The Eagle's Shadow eBook

This eBook from the Gutenberg Project consists of approximately 193 pages of information about The Eagle's Shadow.

“So many people,” she informed him, confidentially, “will pursue you with adulation now that you are wealthy.  Oh, yes, you will find that wealth makes a great difference, Billy.  But not with Adele and me—­no, dear boy, despise us if you will, but my child and I are not mercenary.  Money makes no difference with us; we shall be the same to you that we always were—­sincerely interested in your true welfare, overjoyed at your present good fortune, prayerful as to your brilliant future, and delighted to have you drop in any evening to dinner.  We do not consider money the chief blessing of life; no, don’t tell me that most people are different, Billy, for I know it very well, and many is the tear that thought has cost me.  We live in a very mercenary world, my dear boy; but our thoughts, at least, are set on higher things, and I trust we can afford to despise the merely temporal blessings of life, and I entreat you to remember that our humble dwelling is always open to the son of my old, old friend, and that there is always a jug of good whiskey in the cupboard.”

Thus in the shadow of the Eagle babbled the woman whom—­for all her absurdities—­Margaret had loved as a mother.

Billy thanked her with an angry heart.

“And this”—­I give you the gist of his meditations—­“this is Peggy’s dearest friend!  Oh, Philanthropy, are thy protestations, then, all void and empty, and are thy noblest sentiments—­every one of ’em—­so full of sound and rhetoric, so specious, so delectable—­are these, then, but dicers’ oaths!”

Aloud, “I’m rather surprised, you know,” he said, slowly, “that you take it just this way, Mrs.
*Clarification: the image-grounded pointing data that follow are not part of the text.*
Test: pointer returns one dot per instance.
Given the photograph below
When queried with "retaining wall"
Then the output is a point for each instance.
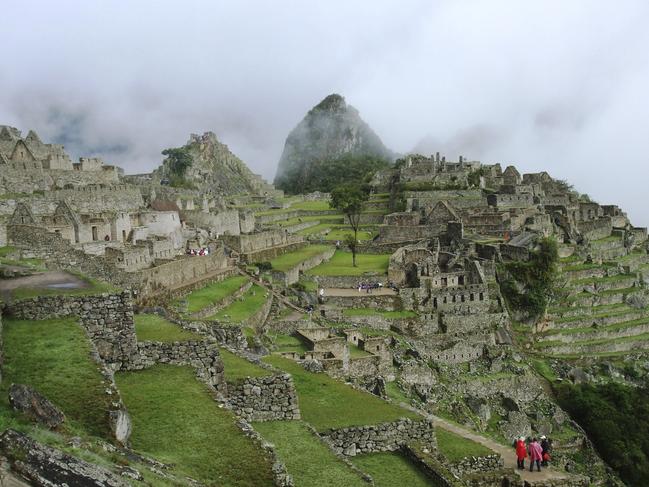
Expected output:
(355, 440)
(264, 398)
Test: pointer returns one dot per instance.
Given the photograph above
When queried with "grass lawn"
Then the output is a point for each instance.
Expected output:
(307, 459)
(94, 286)
(242, 309)
(289, 343)
(391, 468)
(455, 448)
(327, 403)
(155, 328)
(289, 260)
(341, 265)
(176, 420)
(377, 312)
(53, 357)
(213, 293)
(311, 205)
(237, 368)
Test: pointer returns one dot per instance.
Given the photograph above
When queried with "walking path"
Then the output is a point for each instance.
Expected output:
(507, 453)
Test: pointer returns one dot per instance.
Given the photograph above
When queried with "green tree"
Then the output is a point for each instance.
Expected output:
(350, 200)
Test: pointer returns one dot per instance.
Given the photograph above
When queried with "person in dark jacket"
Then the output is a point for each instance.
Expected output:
(521, 453)
(545, 447)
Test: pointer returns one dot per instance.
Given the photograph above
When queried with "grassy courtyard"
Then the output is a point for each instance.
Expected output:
(53, 357)
(308, 460)
(243, 308)
(289, 260)
(176, 420)
(150, 327)
(341, 265)
(213, 293)
(328, 403)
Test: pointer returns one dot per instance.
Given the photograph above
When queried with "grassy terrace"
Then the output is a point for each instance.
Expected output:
(213, 293)
(289, 343)
(327, 403)
(341, 265)
(389, 469)
(289, 260)
(155, 328)
(242, 309)
(308, 460)
(455, 448)
(237, 368)
(351, 312)
(53, 356)
(176, 420)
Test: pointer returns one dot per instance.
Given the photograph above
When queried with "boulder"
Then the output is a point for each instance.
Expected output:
(35, 406)
(46, 467)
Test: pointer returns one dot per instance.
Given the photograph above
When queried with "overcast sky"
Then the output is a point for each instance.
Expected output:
(548, 85)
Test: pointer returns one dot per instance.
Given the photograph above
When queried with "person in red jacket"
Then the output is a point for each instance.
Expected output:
(521, 453)
(536, 455)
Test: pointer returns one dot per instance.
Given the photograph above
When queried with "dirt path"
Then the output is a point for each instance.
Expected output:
(353, 293)
(506, 452)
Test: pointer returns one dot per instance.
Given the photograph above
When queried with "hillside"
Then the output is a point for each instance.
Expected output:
(206, 164)
(330, 131)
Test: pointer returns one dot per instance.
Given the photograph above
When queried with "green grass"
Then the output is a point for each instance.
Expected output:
(327, 403)
(155, 328)
(307, 459)
(311, 205)
(341, 265)
(94, 286)
(391, 468)
(53, 356)
(237, 368)
(242, 309)
(377, 312)
(455, 447)
(289, 343)
(213, 293)
(291, 259)
(176, 420)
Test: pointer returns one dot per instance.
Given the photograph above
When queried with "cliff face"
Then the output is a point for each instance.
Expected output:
(212, 167)
(328, 131)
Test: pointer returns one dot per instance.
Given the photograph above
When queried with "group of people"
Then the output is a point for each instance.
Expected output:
(202, 251)
(539, 452)
(369, 286)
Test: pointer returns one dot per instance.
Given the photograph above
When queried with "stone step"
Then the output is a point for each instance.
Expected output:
(604, 318)
(618, 330)
(616, 345)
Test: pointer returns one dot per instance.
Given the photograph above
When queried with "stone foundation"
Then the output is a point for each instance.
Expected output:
(355, 440)
(264, 398)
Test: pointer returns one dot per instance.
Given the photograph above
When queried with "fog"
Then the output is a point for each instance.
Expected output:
(548, 85)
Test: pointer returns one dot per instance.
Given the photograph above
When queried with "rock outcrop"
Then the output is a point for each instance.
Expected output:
(328, 131)
(212, 168)
(35, 406)
(47, 467)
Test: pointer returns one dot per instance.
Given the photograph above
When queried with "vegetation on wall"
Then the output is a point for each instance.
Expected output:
(616, 419)
(528, 285)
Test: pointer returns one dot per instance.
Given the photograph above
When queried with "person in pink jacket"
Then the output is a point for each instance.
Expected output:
(536, 454)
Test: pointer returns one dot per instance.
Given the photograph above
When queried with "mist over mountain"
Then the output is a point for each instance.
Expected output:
(330, 130)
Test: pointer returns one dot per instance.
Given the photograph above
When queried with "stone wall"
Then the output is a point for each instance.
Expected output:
(470, 465)
(201, 355)
(264, 398)
(291, 276)
(355, 440)
(107, 319)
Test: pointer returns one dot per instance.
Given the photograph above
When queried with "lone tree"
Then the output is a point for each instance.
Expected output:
(350, 199)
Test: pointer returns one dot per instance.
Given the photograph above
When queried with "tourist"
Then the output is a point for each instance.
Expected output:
(521, 453)
(536, 455)
(545, 451)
Haggage.  I should have thought you’d have been sorry on—­on Miss Hugonin’s account.  It’s awfully jolly of you, of course—­oh, awfully jolly, and I appreciate it at its true worth, I assure you.  But it’s a bit awkward, isn’t it, that the poor girl will be practically penniless?  I really don’t know whom she’ll turn to now.”

Then Billy, the diplomatist, received a surprise.

“She’ll come with me, of course,” said Mrs. Haggage.

Mr. Woods made an—­unfortunately—­inaudible observation.

“I beg your pardon?” she queried.  Then, obtaining no response, she continued, with perfect simplicity:  “Margaret’s quite like a daughter to me, you know.  Of course, she and the Colonel will come with us—­at least, until affairs are a bit more settled.  Even afterward—­well, we have a large house, Billy, and I don’t see that they’d be any better off anywhere else.”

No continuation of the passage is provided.